Arriviamo nella prestigiosa MGA Monvigliero per il più intenso tra i nostri assaggi: un’infusione di erbe medicinali e di scorze di chinotto e tamarindo. C’è la liquirizia, l’anice e il tarassaco, ma ci sono anche i fiori secchi e il rabarbaro. Evolve in complessità costantemente e si apre sul balsamico, poi su note empireumatiche di caffè e tabacco dolce. L’agrume torna al palato, con il tamarindo e chiude sul fondo di caffè e sulla genziana.
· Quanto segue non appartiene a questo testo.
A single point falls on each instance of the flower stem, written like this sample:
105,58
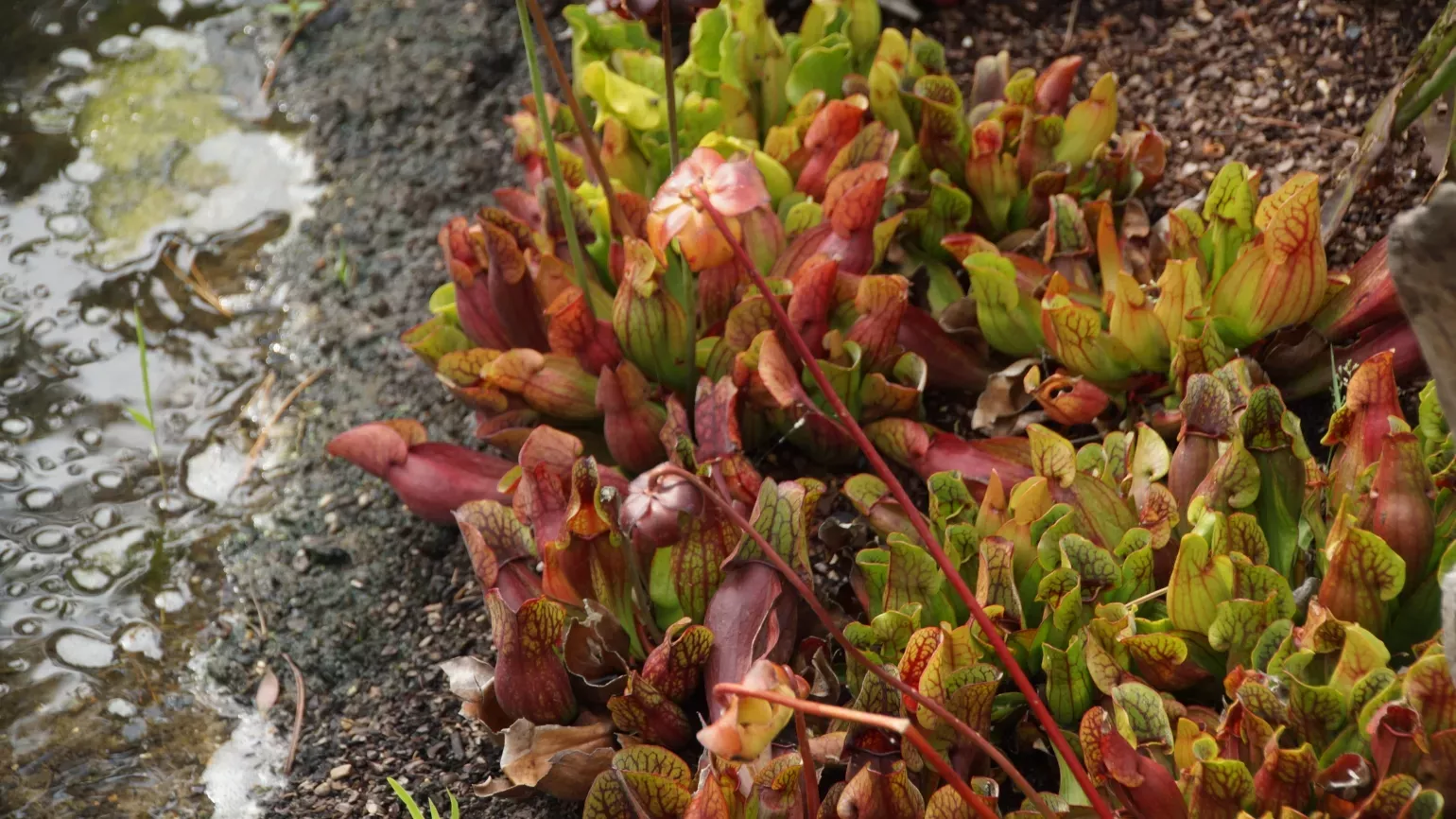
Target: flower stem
892,679
588,140
671,91
568,218
810,775
895,724
962,789
1008,660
Ha un tannino perfettamente integrato, gustoso. Come da tradizione famigliare, il Monvigliero viene vinificato con il raspo.
La collina dei Cannubi è forse tra le località più note del comune di Barolo. La vigna di G.B. Burlotto situata in questa zona ha un’esposizione prevalentemente a est. Il nostro calice ha un naso leggermente cupo, con una florealità di petali essiccati, di tabacco scuro, di cacao, di foglie secche e di frutta scura. Note fumé si alternano a quelle del timo. In bocca entra suadente con tutto il gusto della ciliegia per poi rivelare un tannino grippante eppure elegante. Un gioco di equilibri sottile tra persistenza di frutto e di timo, calore, struttura e tannino.
Torniamo alla MGA Monvigliero per assaggiare l’annata 2016. Se la base olfattiva per certi versi è comune, qui la tisana di erbe è più vicina al karkadè; la frutta ricorda il mirtillo e il lampone e la nota di oliva nera addolcisce il finale. Il gusto è un ricordo di china, assenzio e prugna, ma ha un finale di caramella alla liquirizia dolce e una completezza amabile, con tannini vellutati ed evoluti. Il tempo ha reso questo vino un inno alla riflessione gioiosa: la felicità, verrebbe da dire, potrebbe essere un haiku che unisce un calice di Monvigliero 2016 e la soddisfazione di una giornata che volge al termine.